Golden from dawn to dusk
Rogers Pass
Golden is, by North American standards, conveniently close to Rogers Pass, which winds 150km through Glacier National Park in the Rocky Mountains to connect it with Revelstoke and other towns further west. The pass is one of the prime ski touring and mountaineering locations in Canada, not least because the highway is conveniently close to the base of the mountains. Thanks to Martin’s friend Yvan, our travel library also held a volume of Douglas Sproul’s Rogers Pass ski touring guide book.
But our first foray up the pass came with another, even less convenient truth about our car: it had functioning ventilation but no heating. This may seem like a minor detail, and indeed we had barely noticed it during the leisurely 2000km drive from San Francisco. But it is a problem whose magnitude is inversely, and clearly non-linearly, related to outside temperatures. To us weak Europeans, Arctic cold can be handled for as long as 1) it is dry; 2) there is no wind, and 3) one keeps the body active, for example through hiking or skinning up a mountain. The air in our car was indeed dry. But as the exterior thermometer read -27°C and cold air was blown at us while we sat and drove up the pass, toes and other extremities were numb within a matter of minutes despite our wearing of all warm layers we had packed. At snowy-road-with-Californian-tires speed, the 80km drive took us more than 1.5 hours.



An Arctic drive to Rogers Pass
It was a stunning day first day at Rogers Pass, with blue skies and fresh snow covering the peaks that surrounded us, which towered beyond 3000m in altitude. As we got out off the car and the thermometer had not yet climbed above -25°C, however, not only were toes frozen but it also seemed very difficult to think clearly. We looked for warmth at at the visitor’s center. It was closed due to Covid-19. We thus signed away through a shop window all of our rights vis-à-vis Her Majesty the Queen of England, in right of Canada and all her national parks. We did not read any of the fine print but did obtain a day permit for skiing. Martin wandered around the parking lot aimlessly looking for somewhere warm and had already accepted the thought that the day of skiing had ended before it started. We ultimately found refuge in the newly built restrooms at the far end of the parking lot. This suddenly seemed a perfect place to spend the day and we were in no mood to go outside. Some 30 minutes of heated floors and tea from our thermos bottles later, things became a little clearer. We got our gear from the car, changed inside the restrooms and set off for Ursus valley.

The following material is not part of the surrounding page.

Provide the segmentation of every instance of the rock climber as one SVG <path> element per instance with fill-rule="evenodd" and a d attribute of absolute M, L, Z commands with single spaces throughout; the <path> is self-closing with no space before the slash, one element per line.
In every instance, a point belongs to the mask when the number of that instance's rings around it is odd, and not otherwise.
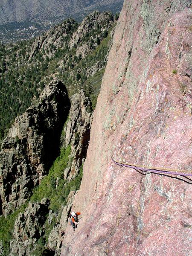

The skiing was heavenly and no words would do justice to how we felt. We climbed Ursus Minor but turned back below the summit as it got windy and descended in snow that was lighter than anything we had ever encountered. The scenery was breathtaking. Back at the parking lot, we warmed up again in the restrooms and got ready for the most difficult part of the day – the drive back. We returned to Rogers Pass for later in the week to climb the ridge of Little Sifton, ski and unnamed, steep and deep tree run, and to ski Puff Daddy, a classic descent visible from the road.











Touring magnificent Rogers Pass
We left this part of the Powder Highway after a great week, bound for Kelowna, where we would pick up Annikki, Peter’s girlfriend. Surely, our trip would become much smoother in female company.